Controllable fabrication of persimmon wood-inspired macroporous (a%Co-Mn)1.5Al0.5Ox, high desulfurization performance and analysis of deactivation kinetic mechanism

Abstract

The removal of H2S that seriously threaten the environment and human health is of great significance in enhancing coal cleaning utilization.
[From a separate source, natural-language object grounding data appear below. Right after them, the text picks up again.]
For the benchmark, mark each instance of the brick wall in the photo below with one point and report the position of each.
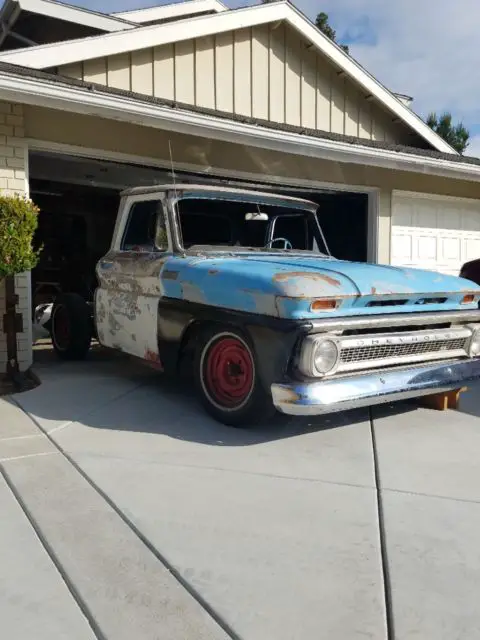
(13, 179)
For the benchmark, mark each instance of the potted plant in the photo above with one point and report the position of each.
(18, 223)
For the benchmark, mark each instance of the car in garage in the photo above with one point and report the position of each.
(242, 285)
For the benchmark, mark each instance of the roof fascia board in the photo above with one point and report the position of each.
(8, 16)
(77, 15)
(61, 53)
(94, 103)
(169, 11)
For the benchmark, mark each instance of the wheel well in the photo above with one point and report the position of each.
(195, 329)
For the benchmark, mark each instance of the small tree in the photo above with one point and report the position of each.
(321, 22)
(456, 136)
(18, 223)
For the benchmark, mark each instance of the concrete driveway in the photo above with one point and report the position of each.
(132, 515)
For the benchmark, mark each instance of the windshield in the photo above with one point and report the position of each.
(223, 225)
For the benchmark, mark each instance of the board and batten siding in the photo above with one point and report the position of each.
(268, 72)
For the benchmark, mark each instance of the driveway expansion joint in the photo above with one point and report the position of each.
(387, 585)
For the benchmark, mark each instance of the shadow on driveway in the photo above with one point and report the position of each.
(110, 391)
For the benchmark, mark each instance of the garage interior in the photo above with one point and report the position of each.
(78, 199)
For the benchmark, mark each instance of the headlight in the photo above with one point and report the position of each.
(325, 356)
(319, 356)
(474, 345)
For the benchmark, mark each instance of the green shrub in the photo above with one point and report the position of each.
(18, 222)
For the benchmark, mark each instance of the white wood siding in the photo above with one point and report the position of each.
(266, 72)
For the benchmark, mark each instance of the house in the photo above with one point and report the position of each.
(92, 103)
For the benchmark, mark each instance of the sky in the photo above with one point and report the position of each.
(414, 47)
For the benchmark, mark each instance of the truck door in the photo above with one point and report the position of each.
(126, 301)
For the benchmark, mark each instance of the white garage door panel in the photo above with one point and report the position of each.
(434, 233)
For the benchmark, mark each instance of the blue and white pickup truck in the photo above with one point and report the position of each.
(240, 285)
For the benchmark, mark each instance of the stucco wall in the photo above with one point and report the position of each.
(267, 72)
(13, 180)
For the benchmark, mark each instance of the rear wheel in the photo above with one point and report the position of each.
(71, 327)
(227, 379)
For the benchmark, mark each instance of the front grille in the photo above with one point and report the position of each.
(380, 352)
(392, 349)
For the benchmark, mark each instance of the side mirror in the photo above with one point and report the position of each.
(257, 216)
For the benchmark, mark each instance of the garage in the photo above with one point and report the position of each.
(433, 232)
(78, 200)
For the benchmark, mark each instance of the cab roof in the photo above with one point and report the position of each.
(213, 191)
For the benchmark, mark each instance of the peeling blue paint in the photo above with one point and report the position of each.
(286, 286)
Herein, a series of persimmon wood-inspired macroporous (a%Co-Mn)1.5Al0.5Ox (a = 0, 3, 6, 10, 15, 20) sorbents were constructed by the self-assembly of vacuum-assisted sol–gel procedure, and their desulfurization efficiency was evaluated on a fixed-bed reactor at 600–800 °C. Among cobalt-doping sorbents, the breakthrough sulfur capacity (BSC, 272.2 mg g−1) and effective utilization (EU, 81.5%) over (15%Co-Mn)1.5Al0.5Ox is greatly high than the value (138.08 mg g−1) over ZnCoO4/SAPO-34@SBA-15, and slightly lower than BSC (286.2 mg g−1) and EU (92.3%). The magnification SEM images of (15%Co-Mn)1.5Al0.5Ox revealed that regularly straight macroporous channel structure inherited from persimmon wood effectively promoted the rapid diffusion of H2S molecules and accelerated the rate of sulfur/oxygen exchange on the interface of the channel wall. In the meantime, the results studied by the deactivation kinetics model also confirm invariable rate constants (ka, kd) with high correlation coefficients due to higher stability and renewable ability of (15%Co-Mn)1.5Al0.5Ox.